NEW YORK, April 30, 2012 /PRNewswire/ -- Credit Suisse's Asset Management division today announced the release of the second quarter 2012 edition of its "Alternatives Quarterly." This publication, accompanied by a short video, offers insights from the Asset Management division's Global CIO Office and leading alternatives portfolio managers on global economic trends and capital markets.
In this edition, Stefan Keitel, Global Chief Investment Officer for Asset Management and Private Banking, suggests that, despite volatility in the first quarter of 2012, global markets have embarked on a period of sustained improvement, supported by the following: 1) Global economic growth that remains resilient, particularly in the US and China; 2) The European Central Bank's (ECB) recent Long-Term Refinancing Operation, which helped to improve credit flow in the region; and 3) Corporate balance sheets that remain healthy while earnings have stayed generally stable, especially in the US.Mr. Keitel views the recent correction in risky assets not as a reversal of fortune for the markets, but rather as a renewed buying opportunity in the coming weeks for investors, especially in light of what he believes are attractive valuations. Other key topics in the Q2 2012 issue include:
- Corporate events and restructurings have led to positive momentum in the US corporate credit market, benefiting event-driven hedge funds. Despite the ECB's efforts, the European distressed opportunity will likely unfold, albeit over a longer investment time horizon.
- Global macro managers achieved balanced returns across asset classes, particularly driven by directional macro trends in equity indices, fixed income and commodities.
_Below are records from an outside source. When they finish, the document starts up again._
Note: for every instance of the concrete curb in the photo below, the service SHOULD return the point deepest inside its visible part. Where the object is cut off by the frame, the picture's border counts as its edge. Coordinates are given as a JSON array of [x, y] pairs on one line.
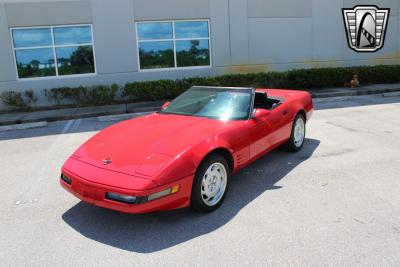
[[119, 117], [355, 92], [126, 111], [23, 126]]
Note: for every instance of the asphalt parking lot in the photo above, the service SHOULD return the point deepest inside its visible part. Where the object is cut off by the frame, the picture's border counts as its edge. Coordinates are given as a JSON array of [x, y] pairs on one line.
[[335, 203]]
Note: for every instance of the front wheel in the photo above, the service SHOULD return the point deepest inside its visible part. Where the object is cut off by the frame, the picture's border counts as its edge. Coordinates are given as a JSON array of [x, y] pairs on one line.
[[297, 136], [210, 184]]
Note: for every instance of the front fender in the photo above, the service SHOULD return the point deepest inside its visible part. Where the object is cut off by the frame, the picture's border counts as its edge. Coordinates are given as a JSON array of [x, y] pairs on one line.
[[186, 163]]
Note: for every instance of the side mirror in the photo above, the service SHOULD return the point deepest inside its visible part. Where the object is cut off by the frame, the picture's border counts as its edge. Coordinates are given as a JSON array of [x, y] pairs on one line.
[[165, 105], [260, 113]]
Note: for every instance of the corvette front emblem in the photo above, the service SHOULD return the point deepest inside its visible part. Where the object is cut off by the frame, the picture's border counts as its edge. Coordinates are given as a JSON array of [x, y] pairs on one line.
[[366, 27], [107, 161]]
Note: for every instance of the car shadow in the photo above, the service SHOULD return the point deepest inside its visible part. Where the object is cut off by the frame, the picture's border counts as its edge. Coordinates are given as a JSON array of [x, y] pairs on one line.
[[157, 231]]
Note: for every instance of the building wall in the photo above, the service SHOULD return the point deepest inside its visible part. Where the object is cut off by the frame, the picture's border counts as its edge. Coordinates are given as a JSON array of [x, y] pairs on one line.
[[246, 36]]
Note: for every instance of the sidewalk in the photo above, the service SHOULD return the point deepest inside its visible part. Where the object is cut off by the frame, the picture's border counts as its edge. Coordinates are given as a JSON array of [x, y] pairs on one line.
[[85, 112]]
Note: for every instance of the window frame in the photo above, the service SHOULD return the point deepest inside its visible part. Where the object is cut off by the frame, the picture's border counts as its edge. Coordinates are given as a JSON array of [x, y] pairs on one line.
[[173, 40], [53, 47]]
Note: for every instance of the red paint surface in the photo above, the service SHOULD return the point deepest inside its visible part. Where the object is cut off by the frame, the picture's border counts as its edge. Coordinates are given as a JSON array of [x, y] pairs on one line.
[[157, 151]]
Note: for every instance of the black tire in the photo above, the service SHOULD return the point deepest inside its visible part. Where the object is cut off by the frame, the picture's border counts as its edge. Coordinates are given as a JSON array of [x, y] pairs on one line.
[[196, 200], [291, 144]]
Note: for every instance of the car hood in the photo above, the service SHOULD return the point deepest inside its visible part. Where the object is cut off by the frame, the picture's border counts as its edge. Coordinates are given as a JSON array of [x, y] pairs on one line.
[[144, 146]]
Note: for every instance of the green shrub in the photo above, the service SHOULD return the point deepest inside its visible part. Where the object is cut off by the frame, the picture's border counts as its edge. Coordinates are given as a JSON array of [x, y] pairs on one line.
[[13, 99], [168, 89], [293, 79], [84, 95]]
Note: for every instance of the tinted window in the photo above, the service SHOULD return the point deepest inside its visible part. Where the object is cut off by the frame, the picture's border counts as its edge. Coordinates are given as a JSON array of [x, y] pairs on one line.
[[154, 55], [217, 103], [36, 54], [191, 29], [192, 53], [160, 48], [32, 37], [75, 60], [35, 62], [72, 35], [155, 30]]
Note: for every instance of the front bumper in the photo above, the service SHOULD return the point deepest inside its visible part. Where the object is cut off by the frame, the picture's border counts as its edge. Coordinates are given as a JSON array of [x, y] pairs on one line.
[[95, 193]]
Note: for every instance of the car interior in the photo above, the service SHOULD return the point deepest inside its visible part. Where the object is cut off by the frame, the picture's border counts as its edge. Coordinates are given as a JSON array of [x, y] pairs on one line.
[[262, 101]]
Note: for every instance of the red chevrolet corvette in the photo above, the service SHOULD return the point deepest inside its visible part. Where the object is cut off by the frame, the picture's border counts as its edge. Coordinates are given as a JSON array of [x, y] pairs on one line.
[[185, 154]]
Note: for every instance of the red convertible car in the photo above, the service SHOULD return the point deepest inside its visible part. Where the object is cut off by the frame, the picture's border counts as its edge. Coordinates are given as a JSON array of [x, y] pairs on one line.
[[185, 154]]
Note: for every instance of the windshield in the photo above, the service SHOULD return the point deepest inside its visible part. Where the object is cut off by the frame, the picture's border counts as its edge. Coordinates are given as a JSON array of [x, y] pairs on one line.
[[218, 103]]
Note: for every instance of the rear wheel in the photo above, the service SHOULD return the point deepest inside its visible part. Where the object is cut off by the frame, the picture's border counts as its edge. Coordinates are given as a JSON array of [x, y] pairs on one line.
[[297, 136], [210, 184]]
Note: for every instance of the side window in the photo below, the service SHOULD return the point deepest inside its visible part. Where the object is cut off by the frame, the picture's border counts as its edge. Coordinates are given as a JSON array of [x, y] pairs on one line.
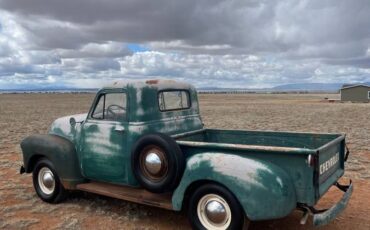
[[111, 106], [173, 100]]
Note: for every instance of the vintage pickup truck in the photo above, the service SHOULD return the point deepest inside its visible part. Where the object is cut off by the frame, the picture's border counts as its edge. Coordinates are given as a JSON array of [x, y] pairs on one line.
[[145, 142]]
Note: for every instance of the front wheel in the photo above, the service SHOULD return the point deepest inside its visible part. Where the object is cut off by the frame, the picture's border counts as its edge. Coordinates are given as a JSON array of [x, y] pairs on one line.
[[213, 207], [47, 183]]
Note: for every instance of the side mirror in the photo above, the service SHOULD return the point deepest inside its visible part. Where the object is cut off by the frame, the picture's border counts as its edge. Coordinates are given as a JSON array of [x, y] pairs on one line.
[[72, 121]]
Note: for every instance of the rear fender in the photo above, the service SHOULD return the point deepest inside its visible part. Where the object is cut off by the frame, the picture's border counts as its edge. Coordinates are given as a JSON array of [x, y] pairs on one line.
[[60, 151], [264, 190]]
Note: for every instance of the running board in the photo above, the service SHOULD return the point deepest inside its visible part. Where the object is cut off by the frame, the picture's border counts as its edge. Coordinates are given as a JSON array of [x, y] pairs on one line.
[[137, 195]]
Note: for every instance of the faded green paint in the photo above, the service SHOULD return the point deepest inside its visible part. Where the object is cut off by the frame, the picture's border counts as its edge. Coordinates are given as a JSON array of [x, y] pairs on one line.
[[287, 150], [105, 154], [268, 172], [255, 183], [58, 150]]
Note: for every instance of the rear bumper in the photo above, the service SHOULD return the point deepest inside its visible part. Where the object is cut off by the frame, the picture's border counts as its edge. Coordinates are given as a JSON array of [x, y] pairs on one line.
[[323, 217], [330, 214]]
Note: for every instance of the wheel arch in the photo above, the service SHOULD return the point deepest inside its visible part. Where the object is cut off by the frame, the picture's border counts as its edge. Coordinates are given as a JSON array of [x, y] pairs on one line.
[[60, 151]]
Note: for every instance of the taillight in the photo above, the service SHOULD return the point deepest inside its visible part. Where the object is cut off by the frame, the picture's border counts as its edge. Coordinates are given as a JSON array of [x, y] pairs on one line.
[[311, 160]]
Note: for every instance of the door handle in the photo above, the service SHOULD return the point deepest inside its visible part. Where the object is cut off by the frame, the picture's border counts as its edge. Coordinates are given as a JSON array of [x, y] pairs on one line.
[[119, 129]]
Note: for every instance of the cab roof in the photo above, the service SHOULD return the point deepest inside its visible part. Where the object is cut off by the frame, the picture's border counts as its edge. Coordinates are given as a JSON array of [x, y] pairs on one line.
[[154, 83]]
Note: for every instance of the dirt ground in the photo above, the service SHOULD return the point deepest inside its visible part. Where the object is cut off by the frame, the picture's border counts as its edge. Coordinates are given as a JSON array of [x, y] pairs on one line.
[[22, 115]]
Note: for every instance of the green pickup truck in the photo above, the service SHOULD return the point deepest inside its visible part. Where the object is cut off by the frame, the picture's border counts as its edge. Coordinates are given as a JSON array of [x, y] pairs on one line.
[[145, 142]]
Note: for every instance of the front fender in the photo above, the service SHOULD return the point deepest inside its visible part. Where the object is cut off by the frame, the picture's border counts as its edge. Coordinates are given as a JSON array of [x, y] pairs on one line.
[[264, 190], [60, 151]]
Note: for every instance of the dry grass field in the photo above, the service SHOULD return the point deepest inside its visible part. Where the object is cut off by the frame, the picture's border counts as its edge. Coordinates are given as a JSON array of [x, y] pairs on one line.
[[22, 115]]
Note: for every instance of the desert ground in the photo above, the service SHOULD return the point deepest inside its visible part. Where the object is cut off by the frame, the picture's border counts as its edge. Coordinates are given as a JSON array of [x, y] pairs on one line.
[[25, 114]]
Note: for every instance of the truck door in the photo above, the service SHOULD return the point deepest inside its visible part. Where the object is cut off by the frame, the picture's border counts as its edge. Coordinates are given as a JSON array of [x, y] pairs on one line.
[[103, 138]]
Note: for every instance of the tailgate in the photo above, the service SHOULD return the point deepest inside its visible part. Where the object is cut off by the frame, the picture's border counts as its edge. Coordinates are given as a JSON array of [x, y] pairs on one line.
[[330, 165]]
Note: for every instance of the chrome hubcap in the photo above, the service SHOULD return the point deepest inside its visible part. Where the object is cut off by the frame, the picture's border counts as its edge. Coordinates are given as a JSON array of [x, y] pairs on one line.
[[153, 163], [46, 180], [214, 212]]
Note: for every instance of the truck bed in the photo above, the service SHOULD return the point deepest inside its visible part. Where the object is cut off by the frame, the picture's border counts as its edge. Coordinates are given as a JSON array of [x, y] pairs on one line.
[[293, 140], [289, 150]]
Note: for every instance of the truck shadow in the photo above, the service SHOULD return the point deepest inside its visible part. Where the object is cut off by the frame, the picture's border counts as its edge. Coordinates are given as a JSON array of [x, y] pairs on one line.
[[163, 219]]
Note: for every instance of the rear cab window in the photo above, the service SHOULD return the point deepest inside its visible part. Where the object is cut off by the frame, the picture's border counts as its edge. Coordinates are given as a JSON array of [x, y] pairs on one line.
[[111, 107], [169, 100]]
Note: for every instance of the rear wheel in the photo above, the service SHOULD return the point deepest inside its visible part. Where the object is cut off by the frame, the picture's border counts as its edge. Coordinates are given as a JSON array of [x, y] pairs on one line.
[[47, 183], [213, 207], [157, 162]]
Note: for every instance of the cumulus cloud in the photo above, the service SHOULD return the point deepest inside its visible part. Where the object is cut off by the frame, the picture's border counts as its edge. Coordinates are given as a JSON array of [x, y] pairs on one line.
[[255, 43]]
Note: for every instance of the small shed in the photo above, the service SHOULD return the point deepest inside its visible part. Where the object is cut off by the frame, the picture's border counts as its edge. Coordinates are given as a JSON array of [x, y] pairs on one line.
[[355, 93]]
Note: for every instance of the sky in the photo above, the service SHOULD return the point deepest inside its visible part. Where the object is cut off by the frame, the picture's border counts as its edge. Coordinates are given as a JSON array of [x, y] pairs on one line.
[[209, 43]]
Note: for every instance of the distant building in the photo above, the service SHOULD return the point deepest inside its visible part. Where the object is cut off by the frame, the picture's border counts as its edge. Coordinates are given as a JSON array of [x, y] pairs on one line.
[[355, 93]]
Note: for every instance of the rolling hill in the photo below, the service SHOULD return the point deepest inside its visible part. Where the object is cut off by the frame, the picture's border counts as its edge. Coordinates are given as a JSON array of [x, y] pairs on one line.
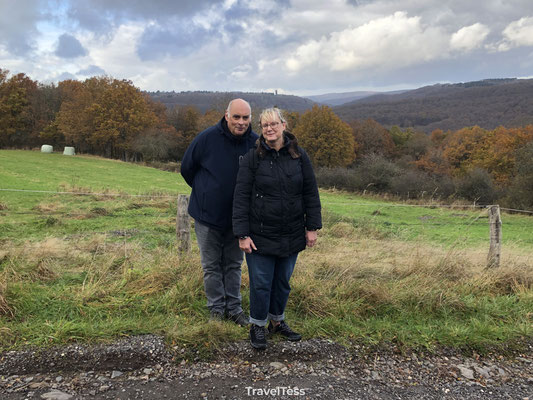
[[487, 103], [219, 100]]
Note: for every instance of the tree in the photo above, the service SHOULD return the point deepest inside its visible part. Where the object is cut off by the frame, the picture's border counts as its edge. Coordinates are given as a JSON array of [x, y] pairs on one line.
[[521, 188], [105, 115], [17, 126], [460, 146], [372, 138], [326, 138]]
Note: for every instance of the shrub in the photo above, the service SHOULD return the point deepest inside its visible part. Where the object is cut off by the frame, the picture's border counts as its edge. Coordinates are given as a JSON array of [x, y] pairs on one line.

- The senior loan market exhibited positive performance in the first quarter amid an overall improvement in market tone. Looking ahead, the senior loan market may trend higher on continued demand for the asset class, though potential market shocks may arise from the Eurozone.
- Despite recent dips in Chinese and European economic indicators, the Commodities group believes tightening supply and improving demand in US and key emerging market economies may provide support for commodity markets in 2012.
- Private equity funds continue to increase their investment focus in emerging markets, as these regions have continued to be receptive towards private equity. Demand is driven by pension plans and endowments seeking this exposure to help meet long-term obligations and return requirements. The Customized Fund Investment Group reports that PE fundraising in emerging markets increased by 64% in 2011, reaching $38.6 billion. With economic headwinds expected to continue in parts of Europe, commitment levels to distressed debt have similarly gained significant momentum in 2011.